Şimdi siyasi bir ufuktan bahsetmek ve Netanyahu’dan iki devletli çözümü kabul etmesini istemek, dünya kamuoyunu aldatmak ve Washington’un siyonist varlığa verdiği körü körüne destek ve savaş gerekçelerine ilişkin iddialarıyla lekelenen sayfasını aklamak ve İsrail’i siyasi çıkmazından ve Uluslararası Adalet Divanı ve diğer uluslararası örgütler nezdindeki hukuki takibinden kurtarmanın yanı sıra Filistin içindeki farklılıkları pekiştirmek için bir hileden ibarettir.
MISIRLILAR NASIL BİR TÜRK CUMHURBAŞKANIYLA MUHATAP OLDUKLARINI ANLIYORLAR MI?
Muhammed Ebu El FADL
Al Arab
Sisi’nin Esad kadar uzun süre direnmesi Erdoğan’ın hesaplarını değiştirdi.
Mısırlılar karşılarında Erdoğan’ın ayaklarını bastığı her yerde birden fazla yüzü olan bir Türk Cumhurbaşkanı buldular. Gerilimi tırmandırma yolunda başarısız olduktan sonra Kahire ziyareti, Erdoğan’ın geri çekilmesinin ve çıkarların ve ekonomik krizin etkisi altında çark etmesinin doruk noktasıdır.

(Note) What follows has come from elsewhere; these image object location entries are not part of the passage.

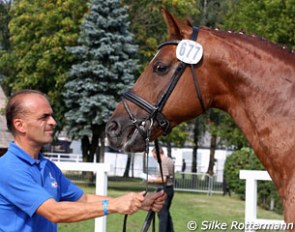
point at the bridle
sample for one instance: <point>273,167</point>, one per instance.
<point>144,126</point>
<point>154,111</point>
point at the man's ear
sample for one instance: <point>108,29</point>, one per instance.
<point>19,125</point>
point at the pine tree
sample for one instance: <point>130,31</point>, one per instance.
<point>103,70</point>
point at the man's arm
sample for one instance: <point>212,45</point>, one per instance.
<point>153,201</point>
<point>88,207</point>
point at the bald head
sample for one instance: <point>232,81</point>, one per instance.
<point>18,106</point>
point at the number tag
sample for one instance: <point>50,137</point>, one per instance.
<point>189,51</point>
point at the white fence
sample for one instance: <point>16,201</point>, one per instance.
<point>63,157</point>
<point>251,178</point>
<point>100,169</point>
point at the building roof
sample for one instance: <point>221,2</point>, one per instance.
<point>5,135</point>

Ancak bu geri dönüşe güvenilebilir mi?
Türkiye Cumhurbaşkanı Recep Tayyip Erdoğan’ın çarşamba günü Kahire’ye yaptığı ziyaret Mısırlıların kafasında pek çok soru işareti bıraktı. Ülkelerinde gördükleri dostane kişilik, liderlerinin suçlandığı kişiliğin aynısıydı; sanki nezaket ve gaddarlık bir insanın yapısının önemli bir parçasıymış gibi ve onunla muhatap olanlar bu değişime yol açan zamanlama farklılıklarını dikkate almalı.

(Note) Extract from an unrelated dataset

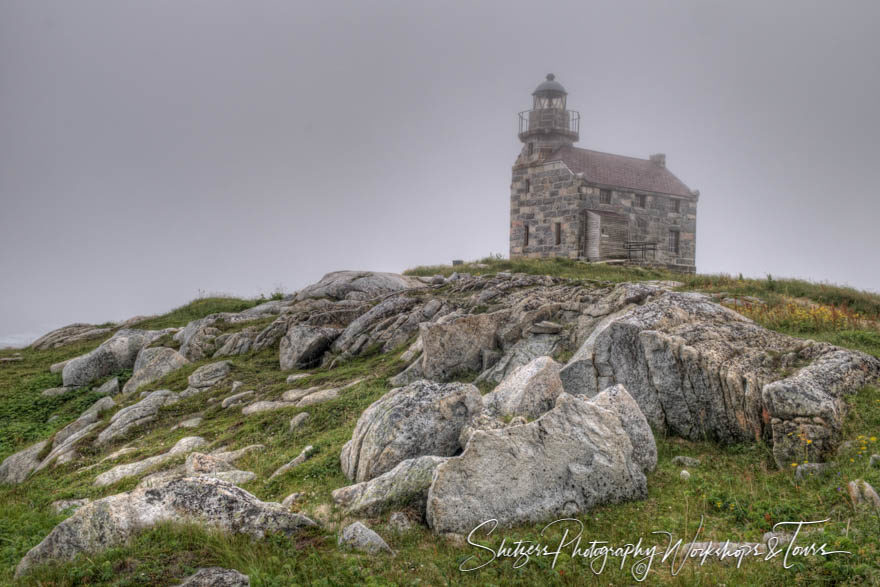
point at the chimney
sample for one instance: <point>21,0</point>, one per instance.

Mısır, Türkiye Cumhurbaşkanının son yıllarda çatışmalarla elde edemediği stratejik önem açısından Suriye’den sonra ikinci siyasi projesi gibi görünüyor. İhvan’ın bölgesel yayılma sürecinde ana kol olarak benimsenmesi, Mısır hükümetini ve halkını hangi Erdoğan’la karşı karşıya olduklarını bilmeye zorluyor.
Erdoğan pragmatist-İhvancı mı yoksa pragmatist-sekülerist mi? İki durumun ortak özelliği (pragmatizm), Suriye, Libya, Mısır ve bazı Körfez ülkeleri de dahil olmak üzere dış yönelimlerinde ayarlamalar yaptıktan ve merkezinde İhvan’ın bulunduğu İslamcı hareketi bölgesel projesinde savaş başlığı olarak benimseme konusundaki tutumunu değiştirdikten sonra Kahire’nin onunla nasıl başa çıkacağını belirliyor.

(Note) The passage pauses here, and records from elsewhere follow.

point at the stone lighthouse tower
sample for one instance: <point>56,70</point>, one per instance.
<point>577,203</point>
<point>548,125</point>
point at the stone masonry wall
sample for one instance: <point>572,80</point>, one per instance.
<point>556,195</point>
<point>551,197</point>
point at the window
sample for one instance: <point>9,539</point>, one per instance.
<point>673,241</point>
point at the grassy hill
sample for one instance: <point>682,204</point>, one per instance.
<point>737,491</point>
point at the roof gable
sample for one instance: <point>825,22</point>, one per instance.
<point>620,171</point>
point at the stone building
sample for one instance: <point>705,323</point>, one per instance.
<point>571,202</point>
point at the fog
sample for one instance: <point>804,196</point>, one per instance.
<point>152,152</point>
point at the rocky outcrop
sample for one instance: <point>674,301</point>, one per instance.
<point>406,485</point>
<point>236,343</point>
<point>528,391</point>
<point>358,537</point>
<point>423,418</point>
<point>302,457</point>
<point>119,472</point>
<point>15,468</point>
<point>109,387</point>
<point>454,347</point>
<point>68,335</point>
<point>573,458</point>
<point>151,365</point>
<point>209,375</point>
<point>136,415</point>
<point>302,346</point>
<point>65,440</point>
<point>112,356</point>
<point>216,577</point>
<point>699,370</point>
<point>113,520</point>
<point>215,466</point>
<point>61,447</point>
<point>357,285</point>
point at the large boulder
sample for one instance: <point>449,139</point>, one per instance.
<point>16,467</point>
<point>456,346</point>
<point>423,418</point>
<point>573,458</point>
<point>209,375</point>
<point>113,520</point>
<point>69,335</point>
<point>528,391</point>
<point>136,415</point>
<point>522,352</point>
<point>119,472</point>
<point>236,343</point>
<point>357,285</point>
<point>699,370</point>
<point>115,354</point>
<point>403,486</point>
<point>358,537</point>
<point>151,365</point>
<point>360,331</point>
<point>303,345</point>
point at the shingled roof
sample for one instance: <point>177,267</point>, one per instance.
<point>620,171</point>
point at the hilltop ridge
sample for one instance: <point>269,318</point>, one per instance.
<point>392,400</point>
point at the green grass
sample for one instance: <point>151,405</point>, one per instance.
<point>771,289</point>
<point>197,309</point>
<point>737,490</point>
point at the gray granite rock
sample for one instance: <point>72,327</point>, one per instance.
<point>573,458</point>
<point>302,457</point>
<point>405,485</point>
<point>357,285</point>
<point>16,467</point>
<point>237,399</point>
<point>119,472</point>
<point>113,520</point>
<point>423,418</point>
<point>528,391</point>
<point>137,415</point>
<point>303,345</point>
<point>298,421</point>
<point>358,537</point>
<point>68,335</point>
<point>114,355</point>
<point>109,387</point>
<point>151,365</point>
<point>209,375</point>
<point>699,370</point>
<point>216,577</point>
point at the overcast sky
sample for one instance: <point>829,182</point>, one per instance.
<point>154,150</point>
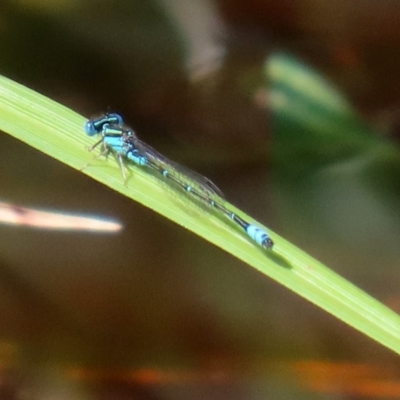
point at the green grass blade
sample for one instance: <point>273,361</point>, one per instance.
<point>58,132</point>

Erdoğan, halifeliği geri getirecek Müslüman liderden, Cumhurbaşkanı Abdülfettah Sisi rejimiyle uzlaştıktan sonra, kendisine ve onlara pahalıya mal olan şüpheli niyetli bir dosta dönüştü.
Libya krizi, Türkiye’nin Suriye ve Irak’ta devam eden müdahaleleri ve Doğu Akdeniz projeleri gibi tartışmalı konularda önemli mutabakatlar sağlanmadan ve Gazze Şeridi’ndeki savaşın sonuçları, Sudan’daki çatışma ve Somali ile Etiyopya arasındaki anlaşmazlıkla başa çıkmak için ortak paydalar formüle edilmeden iki ülke arasındaki ilişkilerin istikrarlı bir düzeye ulaştığını söylemek zordur ve bu konularda her iki tarafın da niteliksel avantajları veya göreceli dezavantajları vardır.
Çıkarların değiş tokuşu ve her iki tarafın çıkarlarının elde edilmesi, ilişkilerdeki gücün derecesini ve ne ölçüde ulaşabileceklerini test etmenin iyi bir yoludur, çünkü Mısırlıların Erdoğan’ın yönelimleri hakkındaki endişeleri, Erdoğan onlara değişiminin taktiksel değil stratejik olduğunu kanıtlamadan önce aşılmayacaktır.